La Région sauvage et La Forme de l’eau se trouvent en opposition radicale dans leur  mise en scène et leur thématique. Leur principal point commun réside dans le récit qu’ils font : celle d’une ou plusieurs relations amoureuses et/ou charnelles avec une créature monstrueuse. D’un côté, le très stylisé La Forme de l’Eau relate une histoire d’amour entre deux êtres mis au ban de la société, l’un parce qu’il est relégué au rang d’animal dénué d’intelligence, l’autre par son mutisme et sa condition de femme dans les années soixante. Dans la Région sauvage, le Mexicain Amat Escalante propose une vision beaucoup plus naturaliste. De romantisme il n’est ici pas question, uniquement de notre rapport tourmenté au sexe. A noter toutefois que, dans l’œuvre de Guillermo Del Toro, la symbolique de l’eau a aussi une forte connotation sexuelle, quand bien même le film reste finalement très prude. Deux aspects se dégagent de ces deux films : d’une part la culpabilité liée au sexe (notamment vis-à-vis des tabous autour de la masturbation) a disparu des représentations, et d’autre part, et ce malgré les différentes révolutions sexuelles du XXème siècle, les carcans sociétaux sont toujours bien présents. Le sexe, tel qu’il semble accepté partout aujourd’hui, doit tout de même respecter des conventions. A une époque où le bien-être est devenu une sorte d’obligation, où partout sont vantés les bénéfices d’une sexualité épanouie, peut-être que les frustrations n’ont jamais été aussi grandes.

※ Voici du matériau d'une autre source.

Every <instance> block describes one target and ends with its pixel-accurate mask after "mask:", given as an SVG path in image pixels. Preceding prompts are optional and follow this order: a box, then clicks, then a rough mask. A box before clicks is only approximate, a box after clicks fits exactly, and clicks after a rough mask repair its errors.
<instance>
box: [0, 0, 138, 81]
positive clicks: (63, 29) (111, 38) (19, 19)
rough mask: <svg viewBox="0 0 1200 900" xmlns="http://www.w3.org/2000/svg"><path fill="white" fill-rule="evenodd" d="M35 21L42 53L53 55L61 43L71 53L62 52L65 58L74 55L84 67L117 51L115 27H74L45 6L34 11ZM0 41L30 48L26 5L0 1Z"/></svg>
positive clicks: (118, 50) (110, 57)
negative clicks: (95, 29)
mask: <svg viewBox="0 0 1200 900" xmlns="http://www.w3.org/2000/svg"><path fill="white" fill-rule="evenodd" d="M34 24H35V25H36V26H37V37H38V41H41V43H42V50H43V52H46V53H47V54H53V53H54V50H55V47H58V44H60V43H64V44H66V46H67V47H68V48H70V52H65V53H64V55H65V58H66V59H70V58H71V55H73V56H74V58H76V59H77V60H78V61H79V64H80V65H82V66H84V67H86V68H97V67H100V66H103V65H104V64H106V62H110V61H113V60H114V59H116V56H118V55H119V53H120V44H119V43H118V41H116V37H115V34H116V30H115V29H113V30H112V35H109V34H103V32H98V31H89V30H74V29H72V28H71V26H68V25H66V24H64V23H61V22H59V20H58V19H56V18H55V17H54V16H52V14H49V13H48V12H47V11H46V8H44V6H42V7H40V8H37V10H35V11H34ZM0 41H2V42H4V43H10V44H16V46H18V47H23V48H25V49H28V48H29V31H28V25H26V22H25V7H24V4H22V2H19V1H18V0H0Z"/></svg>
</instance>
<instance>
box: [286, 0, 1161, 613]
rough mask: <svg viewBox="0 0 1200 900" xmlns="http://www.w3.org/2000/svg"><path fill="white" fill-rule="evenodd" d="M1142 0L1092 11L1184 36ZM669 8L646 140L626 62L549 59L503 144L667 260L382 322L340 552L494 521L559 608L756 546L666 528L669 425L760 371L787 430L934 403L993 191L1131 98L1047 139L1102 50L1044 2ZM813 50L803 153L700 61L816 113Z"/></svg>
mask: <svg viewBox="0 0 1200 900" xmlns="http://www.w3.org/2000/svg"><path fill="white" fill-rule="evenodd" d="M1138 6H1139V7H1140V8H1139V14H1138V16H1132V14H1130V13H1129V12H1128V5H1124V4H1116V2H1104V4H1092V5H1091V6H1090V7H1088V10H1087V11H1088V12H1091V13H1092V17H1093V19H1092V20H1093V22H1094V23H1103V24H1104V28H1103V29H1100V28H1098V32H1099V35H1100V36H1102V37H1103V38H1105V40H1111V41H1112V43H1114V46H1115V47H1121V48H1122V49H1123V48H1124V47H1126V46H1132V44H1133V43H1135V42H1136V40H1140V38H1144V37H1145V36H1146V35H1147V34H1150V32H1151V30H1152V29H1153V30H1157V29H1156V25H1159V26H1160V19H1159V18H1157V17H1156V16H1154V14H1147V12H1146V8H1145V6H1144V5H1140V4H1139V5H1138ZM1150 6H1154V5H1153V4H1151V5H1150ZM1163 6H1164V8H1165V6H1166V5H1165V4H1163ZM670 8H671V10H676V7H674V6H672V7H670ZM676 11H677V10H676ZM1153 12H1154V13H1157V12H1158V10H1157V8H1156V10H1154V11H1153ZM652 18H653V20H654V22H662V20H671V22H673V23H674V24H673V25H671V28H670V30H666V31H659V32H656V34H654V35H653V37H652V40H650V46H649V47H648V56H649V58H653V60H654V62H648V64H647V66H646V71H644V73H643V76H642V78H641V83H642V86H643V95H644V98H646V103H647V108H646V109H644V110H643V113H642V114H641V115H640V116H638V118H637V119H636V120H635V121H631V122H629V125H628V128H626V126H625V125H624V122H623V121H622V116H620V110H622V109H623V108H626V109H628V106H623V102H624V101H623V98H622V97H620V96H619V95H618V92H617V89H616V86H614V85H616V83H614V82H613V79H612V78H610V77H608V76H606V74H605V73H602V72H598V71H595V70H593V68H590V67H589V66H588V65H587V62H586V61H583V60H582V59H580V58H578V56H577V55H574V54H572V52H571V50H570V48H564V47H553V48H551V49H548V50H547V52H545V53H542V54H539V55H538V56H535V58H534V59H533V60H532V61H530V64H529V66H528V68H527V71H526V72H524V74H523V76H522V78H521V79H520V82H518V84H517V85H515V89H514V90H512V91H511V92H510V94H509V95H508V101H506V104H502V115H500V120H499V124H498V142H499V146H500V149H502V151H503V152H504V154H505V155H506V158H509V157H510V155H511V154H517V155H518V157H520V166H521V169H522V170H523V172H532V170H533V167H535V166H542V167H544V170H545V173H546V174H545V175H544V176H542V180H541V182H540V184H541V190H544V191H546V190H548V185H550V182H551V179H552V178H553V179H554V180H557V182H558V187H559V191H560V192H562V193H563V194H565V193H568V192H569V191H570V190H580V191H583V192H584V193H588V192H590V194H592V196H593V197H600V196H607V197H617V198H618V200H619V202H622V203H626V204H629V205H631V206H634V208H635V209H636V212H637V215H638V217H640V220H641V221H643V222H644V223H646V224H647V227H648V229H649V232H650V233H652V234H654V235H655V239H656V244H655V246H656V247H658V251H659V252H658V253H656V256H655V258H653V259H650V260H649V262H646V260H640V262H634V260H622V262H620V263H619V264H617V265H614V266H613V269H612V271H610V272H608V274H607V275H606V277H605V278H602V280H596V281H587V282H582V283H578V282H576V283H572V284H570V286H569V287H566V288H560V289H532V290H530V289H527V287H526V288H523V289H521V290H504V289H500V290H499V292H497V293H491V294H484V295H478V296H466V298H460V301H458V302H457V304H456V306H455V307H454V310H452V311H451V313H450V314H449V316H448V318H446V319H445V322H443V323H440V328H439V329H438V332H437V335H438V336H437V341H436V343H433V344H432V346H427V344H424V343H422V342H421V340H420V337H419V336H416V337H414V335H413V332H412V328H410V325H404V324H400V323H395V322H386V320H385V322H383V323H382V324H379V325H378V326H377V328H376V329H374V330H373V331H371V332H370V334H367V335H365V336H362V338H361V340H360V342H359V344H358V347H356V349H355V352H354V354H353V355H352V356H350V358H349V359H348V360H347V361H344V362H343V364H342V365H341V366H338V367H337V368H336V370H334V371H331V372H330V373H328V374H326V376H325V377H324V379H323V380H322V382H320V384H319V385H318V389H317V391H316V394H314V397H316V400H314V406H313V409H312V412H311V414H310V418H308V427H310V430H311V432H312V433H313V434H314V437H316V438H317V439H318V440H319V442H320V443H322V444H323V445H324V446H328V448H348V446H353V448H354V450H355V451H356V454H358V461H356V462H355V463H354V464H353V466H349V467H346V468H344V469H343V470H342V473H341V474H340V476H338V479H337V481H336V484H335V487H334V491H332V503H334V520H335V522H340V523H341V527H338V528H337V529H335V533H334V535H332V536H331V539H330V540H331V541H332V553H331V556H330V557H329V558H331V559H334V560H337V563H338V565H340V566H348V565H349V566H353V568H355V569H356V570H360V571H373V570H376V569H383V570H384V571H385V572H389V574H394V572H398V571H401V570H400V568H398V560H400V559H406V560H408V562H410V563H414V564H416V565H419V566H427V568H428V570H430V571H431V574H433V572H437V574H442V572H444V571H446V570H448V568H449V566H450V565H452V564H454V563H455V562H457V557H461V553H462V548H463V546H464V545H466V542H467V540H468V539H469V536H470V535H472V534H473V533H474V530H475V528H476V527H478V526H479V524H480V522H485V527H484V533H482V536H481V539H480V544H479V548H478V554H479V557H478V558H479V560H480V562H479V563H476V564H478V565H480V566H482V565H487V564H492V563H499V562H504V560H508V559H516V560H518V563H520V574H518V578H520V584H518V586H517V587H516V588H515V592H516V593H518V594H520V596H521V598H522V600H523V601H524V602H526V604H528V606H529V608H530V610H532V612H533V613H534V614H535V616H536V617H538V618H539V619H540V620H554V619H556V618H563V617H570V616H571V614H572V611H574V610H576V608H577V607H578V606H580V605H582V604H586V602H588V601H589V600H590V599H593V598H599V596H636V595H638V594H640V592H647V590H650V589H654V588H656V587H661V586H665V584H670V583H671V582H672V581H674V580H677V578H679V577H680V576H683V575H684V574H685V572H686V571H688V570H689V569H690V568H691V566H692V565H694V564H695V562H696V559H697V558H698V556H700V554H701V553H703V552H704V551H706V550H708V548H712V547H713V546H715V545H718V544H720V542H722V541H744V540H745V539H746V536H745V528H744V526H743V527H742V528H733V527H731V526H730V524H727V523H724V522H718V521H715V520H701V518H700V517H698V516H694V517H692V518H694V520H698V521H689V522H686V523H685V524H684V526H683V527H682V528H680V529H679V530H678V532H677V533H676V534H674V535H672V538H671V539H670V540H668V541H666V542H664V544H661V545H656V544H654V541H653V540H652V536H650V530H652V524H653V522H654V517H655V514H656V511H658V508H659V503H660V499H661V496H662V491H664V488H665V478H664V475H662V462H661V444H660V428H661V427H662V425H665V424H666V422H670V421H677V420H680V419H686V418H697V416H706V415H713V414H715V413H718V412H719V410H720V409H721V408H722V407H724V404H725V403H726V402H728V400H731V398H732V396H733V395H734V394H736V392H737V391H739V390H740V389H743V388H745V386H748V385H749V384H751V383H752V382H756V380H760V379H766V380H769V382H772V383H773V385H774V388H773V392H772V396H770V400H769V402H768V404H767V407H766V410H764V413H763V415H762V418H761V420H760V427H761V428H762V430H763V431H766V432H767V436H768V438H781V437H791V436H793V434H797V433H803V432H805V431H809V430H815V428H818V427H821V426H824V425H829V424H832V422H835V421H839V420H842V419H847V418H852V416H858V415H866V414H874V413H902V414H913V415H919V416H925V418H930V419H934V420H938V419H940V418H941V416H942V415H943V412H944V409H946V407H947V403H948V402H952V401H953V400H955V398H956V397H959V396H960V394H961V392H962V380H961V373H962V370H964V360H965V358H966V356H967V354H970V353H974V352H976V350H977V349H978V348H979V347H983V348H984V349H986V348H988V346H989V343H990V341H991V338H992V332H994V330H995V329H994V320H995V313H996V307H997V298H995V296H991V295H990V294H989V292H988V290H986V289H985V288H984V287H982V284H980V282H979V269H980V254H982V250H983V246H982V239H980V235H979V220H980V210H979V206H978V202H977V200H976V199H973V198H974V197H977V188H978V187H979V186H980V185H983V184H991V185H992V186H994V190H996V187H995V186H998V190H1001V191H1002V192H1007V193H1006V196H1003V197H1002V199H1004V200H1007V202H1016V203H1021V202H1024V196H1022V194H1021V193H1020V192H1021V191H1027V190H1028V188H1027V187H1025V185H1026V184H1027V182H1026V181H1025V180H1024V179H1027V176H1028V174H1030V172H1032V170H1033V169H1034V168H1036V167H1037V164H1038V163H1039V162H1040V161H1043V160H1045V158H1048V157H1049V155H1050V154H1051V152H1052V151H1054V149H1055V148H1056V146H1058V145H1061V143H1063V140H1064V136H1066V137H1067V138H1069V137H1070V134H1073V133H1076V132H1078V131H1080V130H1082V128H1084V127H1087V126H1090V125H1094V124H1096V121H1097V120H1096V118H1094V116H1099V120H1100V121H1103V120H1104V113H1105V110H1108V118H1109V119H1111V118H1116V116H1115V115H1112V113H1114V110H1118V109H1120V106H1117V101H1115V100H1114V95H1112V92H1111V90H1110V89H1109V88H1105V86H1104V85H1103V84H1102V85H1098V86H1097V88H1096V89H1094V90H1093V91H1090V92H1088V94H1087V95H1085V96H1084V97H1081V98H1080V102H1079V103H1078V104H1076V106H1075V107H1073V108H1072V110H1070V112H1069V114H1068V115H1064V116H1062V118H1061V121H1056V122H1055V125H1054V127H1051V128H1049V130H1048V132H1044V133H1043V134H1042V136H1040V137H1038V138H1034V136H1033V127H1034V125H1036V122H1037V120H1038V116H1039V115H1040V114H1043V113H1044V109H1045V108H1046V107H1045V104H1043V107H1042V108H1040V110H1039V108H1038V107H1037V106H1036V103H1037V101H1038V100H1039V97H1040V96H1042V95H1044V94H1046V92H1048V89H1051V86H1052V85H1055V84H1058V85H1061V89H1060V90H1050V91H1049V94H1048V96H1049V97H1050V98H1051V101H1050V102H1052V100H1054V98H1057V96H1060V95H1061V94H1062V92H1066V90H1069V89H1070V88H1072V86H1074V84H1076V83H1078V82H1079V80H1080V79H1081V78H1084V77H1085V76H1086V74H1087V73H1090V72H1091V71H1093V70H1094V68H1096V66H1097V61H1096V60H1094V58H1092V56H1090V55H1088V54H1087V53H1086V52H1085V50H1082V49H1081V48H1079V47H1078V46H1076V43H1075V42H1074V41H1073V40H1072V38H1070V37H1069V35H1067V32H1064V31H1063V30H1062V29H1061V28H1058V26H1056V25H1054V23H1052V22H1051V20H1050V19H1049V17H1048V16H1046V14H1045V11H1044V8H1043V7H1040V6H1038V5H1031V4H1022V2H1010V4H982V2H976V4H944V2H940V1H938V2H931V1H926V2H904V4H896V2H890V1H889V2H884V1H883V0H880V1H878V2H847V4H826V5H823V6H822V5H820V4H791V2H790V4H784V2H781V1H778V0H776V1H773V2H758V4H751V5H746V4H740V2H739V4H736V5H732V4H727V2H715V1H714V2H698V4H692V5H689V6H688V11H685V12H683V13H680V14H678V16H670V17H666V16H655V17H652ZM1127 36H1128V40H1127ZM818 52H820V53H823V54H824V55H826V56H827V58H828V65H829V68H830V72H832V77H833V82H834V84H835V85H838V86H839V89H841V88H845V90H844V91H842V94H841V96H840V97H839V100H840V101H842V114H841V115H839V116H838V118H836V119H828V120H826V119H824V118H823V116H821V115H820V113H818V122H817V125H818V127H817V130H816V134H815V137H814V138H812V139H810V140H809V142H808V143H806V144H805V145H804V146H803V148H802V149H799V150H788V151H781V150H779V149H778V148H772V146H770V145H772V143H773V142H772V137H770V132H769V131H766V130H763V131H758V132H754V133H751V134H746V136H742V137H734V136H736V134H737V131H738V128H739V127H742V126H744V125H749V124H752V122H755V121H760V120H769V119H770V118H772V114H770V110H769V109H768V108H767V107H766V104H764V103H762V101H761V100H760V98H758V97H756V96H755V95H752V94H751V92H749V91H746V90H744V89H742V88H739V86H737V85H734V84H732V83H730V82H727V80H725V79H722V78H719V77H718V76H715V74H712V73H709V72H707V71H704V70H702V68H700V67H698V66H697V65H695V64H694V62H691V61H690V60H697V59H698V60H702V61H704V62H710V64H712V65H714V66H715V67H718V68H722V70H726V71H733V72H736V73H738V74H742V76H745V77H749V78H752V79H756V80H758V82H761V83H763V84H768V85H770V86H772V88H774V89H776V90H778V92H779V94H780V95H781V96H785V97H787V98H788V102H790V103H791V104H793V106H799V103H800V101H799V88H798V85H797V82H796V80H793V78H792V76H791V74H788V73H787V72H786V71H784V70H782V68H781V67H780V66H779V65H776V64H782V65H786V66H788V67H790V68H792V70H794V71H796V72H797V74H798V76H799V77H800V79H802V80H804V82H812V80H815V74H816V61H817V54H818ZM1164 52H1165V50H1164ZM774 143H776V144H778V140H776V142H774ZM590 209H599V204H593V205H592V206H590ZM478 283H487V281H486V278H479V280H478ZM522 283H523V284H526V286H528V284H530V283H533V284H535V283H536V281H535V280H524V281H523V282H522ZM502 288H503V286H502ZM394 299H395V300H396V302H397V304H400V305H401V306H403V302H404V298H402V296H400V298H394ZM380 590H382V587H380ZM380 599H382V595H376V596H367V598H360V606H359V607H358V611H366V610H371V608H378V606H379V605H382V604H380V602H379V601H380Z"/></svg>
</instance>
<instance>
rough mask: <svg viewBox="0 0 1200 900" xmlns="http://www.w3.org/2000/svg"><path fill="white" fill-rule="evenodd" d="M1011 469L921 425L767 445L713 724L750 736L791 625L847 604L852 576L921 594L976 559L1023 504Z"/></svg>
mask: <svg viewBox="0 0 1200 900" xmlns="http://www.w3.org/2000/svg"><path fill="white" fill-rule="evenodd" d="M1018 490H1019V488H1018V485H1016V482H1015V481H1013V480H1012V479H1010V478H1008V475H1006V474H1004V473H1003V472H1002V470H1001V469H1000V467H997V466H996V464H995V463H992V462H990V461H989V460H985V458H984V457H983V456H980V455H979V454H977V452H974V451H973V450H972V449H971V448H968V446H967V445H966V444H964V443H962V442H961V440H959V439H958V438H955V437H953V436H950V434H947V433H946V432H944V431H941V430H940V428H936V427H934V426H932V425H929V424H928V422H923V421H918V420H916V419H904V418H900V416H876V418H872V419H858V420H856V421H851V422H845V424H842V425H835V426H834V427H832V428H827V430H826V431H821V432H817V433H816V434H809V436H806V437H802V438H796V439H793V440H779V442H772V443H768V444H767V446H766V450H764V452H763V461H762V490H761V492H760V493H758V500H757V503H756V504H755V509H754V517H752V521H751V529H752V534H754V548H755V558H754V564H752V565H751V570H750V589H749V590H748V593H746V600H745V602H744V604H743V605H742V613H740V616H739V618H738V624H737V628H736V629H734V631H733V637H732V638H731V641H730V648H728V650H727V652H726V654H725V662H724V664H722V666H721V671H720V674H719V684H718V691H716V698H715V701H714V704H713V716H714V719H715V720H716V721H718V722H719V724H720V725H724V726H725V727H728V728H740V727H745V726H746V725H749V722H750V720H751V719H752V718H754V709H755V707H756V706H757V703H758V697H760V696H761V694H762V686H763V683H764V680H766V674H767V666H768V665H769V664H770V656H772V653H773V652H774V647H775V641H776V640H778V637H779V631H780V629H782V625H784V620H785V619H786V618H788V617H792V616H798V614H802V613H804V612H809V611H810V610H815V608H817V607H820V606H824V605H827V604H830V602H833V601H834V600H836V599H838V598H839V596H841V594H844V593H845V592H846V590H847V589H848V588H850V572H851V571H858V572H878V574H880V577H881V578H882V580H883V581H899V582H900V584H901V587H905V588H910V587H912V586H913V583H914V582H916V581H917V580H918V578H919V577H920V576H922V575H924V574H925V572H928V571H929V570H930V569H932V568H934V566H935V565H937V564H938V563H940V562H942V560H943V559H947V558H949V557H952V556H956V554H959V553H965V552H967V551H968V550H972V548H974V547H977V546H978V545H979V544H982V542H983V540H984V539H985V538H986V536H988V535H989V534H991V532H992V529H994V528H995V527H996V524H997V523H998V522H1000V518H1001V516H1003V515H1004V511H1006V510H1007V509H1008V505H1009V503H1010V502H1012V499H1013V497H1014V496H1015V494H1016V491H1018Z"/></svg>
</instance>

La Forme de l’eau pourrait se résumer à une histoire de revanche dans laquelle des marginaux se trouvent mis au premier plan de l’action. Face à eux, Richard Strickland, le personnage campé par Michael Shannon, est un archétype : l’homme Blanc en colère, arrogant, conservateur, sexiste et raciste. Si ce personnage est tout puissant dans le contexte du film, sa ressemblance avec l’électeur actuel de Trump fait de lui un homme du passé, perdant pied face à un monde qui se complexifie sans cesse. Le décor fixé dans les années soixante, époque où les discriminations envers les Noirs ou les femmes étaient encore très fortes, permet d’éviter le débat du statut actuel des minorités aujourd’hui.  Pour lutter contre la violence exercée par Strickland sur le monstre, une galerie de personnages se serrent les coudes et se comprennent au-delà de leurs différences (on baigne alors dans une sorte de progressisme béat) : la femme, l’handicapée, l’homosexuel, la Noire. Dans ce contexte, la rencontre avec le monstre  intervient comme une révélation, un choc contre lequel on ne peut rien. Aimer le monstre, le toucher… une déviance ? En réalité une sorte d’aboutissement, l’effondrement d’un ultime tabou, au-delà de l’identité sexuelle. Le monstre incarne un sexe  d’un genre nouveau et est doué d’une sensibilité dont sont incapables de faire preuve bien des humains… Strickland incarne alors toutes les rigidités et les freins d’une époque qui ralentissent un processus de tolérance qui semble pourtant incoercible.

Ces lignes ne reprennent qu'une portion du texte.